Mark Dawson outlines an alternative path in Spain, using Scotland as a recent historical example.
The Spanish government used Sunday’s independence referendum in Catalonia to assert a powerful claim: that by suppressing the vote, it was upholding the integrity of the Spanish Constitution. Legality has been one of the government’s strongest arguments, buttressed by rulings of the Spanish Constitutional Court questioning the conformity of any independence poll with Spanish law. Constitutionalism, however, relies on a larger claim: that grave social disputes will be settled through rules and deliberation; not through force.
With its reaction to the Catalan poll, the Spanish government has eaten at the foundations of its strategy to contain nationalist movements within Spain. If violence can be used to suppress votes, or to beat supporters of independence back into their homes, why can it not be used to advance independence? For a state with a raw and vicious history of separatist violence, this week opens a dark chapter.

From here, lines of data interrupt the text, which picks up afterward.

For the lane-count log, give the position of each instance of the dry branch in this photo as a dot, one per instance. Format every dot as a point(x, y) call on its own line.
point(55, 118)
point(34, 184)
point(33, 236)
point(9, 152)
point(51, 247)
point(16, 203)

There was another path. In 2011, having won a majority for an independence vote in the Scottish Parliament, Scottish nationalists also carried few legal claims for a referendum on independence. The government of the United Kingdom would have been within its legal rights to refuse such a vote. It saw, however, an opportunity to use law to channel the politics of separation. By inviting Scottish nationalists onto a legal path towards an independence referendum, the UK government took a huge risk. It also, however, put itself in a position to dictate many aspects of the vote and to guarantee a peaceful process.

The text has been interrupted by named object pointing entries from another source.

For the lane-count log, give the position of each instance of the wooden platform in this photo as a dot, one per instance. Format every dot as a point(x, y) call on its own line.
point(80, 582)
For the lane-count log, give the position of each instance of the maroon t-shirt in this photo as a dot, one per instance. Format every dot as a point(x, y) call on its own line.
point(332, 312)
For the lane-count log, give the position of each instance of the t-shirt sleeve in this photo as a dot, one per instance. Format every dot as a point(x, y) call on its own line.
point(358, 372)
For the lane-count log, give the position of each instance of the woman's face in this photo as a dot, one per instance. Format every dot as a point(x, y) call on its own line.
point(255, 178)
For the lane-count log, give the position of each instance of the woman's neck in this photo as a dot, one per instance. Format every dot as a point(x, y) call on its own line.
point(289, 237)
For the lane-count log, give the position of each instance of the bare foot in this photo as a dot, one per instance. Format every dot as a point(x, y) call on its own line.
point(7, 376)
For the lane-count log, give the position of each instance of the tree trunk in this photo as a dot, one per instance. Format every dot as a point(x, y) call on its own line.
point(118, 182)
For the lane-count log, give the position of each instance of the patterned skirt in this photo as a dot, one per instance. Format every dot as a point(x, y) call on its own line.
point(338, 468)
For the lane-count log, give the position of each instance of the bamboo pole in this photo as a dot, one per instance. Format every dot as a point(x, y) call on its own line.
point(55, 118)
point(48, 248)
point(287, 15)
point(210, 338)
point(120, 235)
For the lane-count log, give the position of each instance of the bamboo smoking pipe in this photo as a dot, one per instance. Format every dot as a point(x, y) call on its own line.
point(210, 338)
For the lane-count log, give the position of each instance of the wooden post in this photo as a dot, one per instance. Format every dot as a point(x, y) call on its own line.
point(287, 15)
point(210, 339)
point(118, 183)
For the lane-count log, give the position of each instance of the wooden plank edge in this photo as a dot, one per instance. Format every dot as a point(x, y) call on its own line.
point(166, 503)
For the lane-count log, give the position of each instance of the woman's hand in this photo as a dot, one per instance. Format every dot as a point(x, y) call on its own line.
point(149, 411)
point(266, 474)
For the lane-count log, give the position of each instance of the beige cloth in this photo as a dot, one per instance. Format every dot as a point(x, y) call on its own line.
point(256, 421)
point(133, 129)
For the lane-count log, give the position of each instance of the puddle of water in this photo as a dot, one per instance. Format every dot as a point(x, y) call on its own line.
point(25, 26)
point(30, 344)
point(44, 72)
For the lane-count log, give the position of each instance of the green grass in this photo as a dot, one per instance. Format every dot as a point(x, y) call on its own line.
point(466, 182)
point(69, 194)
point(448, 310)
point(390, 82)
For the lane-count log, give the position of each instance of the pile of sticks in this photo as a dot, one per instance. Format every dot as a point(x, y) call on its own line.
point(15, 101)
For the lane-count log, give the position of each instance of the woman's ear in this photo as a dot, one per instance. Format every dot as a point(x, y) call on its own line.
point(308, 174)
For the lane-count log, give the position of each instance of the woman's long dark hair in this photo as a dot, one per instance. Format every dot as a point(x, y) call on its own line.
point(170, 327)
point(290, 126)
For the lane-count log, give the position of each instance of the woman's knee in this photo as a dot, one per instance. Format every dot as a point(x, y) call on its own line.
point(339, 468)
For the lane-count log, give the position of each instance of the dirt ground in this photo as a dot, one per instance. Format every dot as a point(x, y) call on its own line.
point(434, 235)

The result was a narrow vote for Scotland to remain in the union. Above all, a framework was established to manage conflicts between the central and devolved levels of government over the division of their powers. The message from the central UK level was a simple one: stay in the union, not because you have to as a matter of legal obligation, but because you are better in than out. By recognising a legal path to independence, the UK government signalled that it took the concerns of Scots for autonomy seriously.
Once the legal path to independence has been established, politics can take its course. Nationalist movements often over-reach themselves. In the Scottish case, the expected clamour for a second independence referendum over Brexit last year was met with a Scottish public increasingly tired of constitutional upheaval. A notable feature of the aftermath of the 2014 referendum campaign was the mobilisation of unionists themselves, who in the last UK general election succeeded in engineering a revival of the Scottish Conservatives (in an otherwise disastrous Conservative campaign). Opponents of Scottish independence played the long game. Rather than suppress autonomy through force, they allowed the energy and dynamics of the independence movement to exhaust itself.
In another Spain, Prime Minister Mariano Rajoy would have played such a game. As it is, those against separation have been associated not with rational defence of the Constitution, but with brutality. An entire political generation has been established whose defining political experience may be a federal government seeking to deny their vote. Mr. Rajoy could have shown – and could yet show – this generation Madrid’s goodwill by demanding and policing a properly representative vote (one amenable to opponents of separation too). In another Spain, looking ahead 20 years, the Catalan independence movement could be the project that never quite got off the ground after a narrow referendum loss; not an existential threat tearing at the heart of the Spanish state. That other Spain is surely not merely a dream, but it cannot be reached by deploying the Spanish Constitution and state as a vehicle for repressing self-determination. A legal path towards a representative and legitimate independence vote offers both sides a different future.